The UCI want the Monaco Cycling Federation to investigate if Rasmussen broke anti-doping rules by avoiding tests. In a statement issued on Friday the UCI claims it has carried out “an extensive and careful investigation of the circumstances the UCI also believes that Michael Rasmussen violated Rules 15.3 and 15.5 by evading controls in a premeditated manner and preventing controls being undertaken.”
Although he lives in Italy, Rasmussen raced with a Monaco licence in 2007 while riding for the Rabobank team. The skinny Danish rider won two key mountain stages of the Tour de France, took the yellow jersey and looked set for overall victory.

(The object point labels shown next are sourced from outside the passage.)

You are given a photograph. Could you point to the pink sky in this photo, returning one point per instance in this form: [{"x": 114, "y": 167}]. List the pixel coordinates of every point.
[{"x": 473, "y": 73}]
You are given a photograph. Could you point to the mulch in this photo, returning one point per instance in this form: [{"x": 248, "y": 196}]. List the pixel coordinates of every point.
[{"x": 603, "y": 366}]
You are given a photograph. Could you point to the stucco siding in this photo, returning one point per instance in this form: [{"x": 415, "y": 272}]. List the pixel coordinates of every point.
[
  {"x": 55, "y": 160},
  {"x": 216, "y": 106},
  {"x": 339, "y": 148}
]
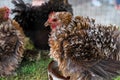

However he was then sent home by the Rabobank team after it was revealed he had been seen training in Italy even though he had told the UCI he was in Mexico.
Rasmussen has always claimed his innocence and tried to find a team for 2008. He is currently not racing but now has a chance to defend himself in a disciplinary hearing. According to the UCI if he is convicted of an offence under the anti-doping rules he faces a two-year ban from racing.
There was no initial response from Rasmussen when the UCI released their statement.
Below is the UCI statement in full:
“Today the International Cycling Union (UCI) has asked the Monaco Cycling Federation, with whom Michael Rasmussen held a racing licence, to open disciplinary proceedings under the UCI Anti Doping Rules.”
“Michael Rasmussen has publicly acknowledged what the UCI believes to be violations of its whereabouts requirements under Rule 15.4 in the period leading up to the Tour de France 2007. After an extensive and careful investigation of the circumstances the UCI also believes that Michael Rasmussen violated Rules 15.3 and 15.5 by evading controls in a premeditated manner and preventing controls being undertaken.”
“As part of the disciplinary proceedings Mr Rasmussen will be able to respond to the UCI’s case as submitted to the Monaco Cycling Federation. These violations, if proved, carry a penalty of a two year suspension.”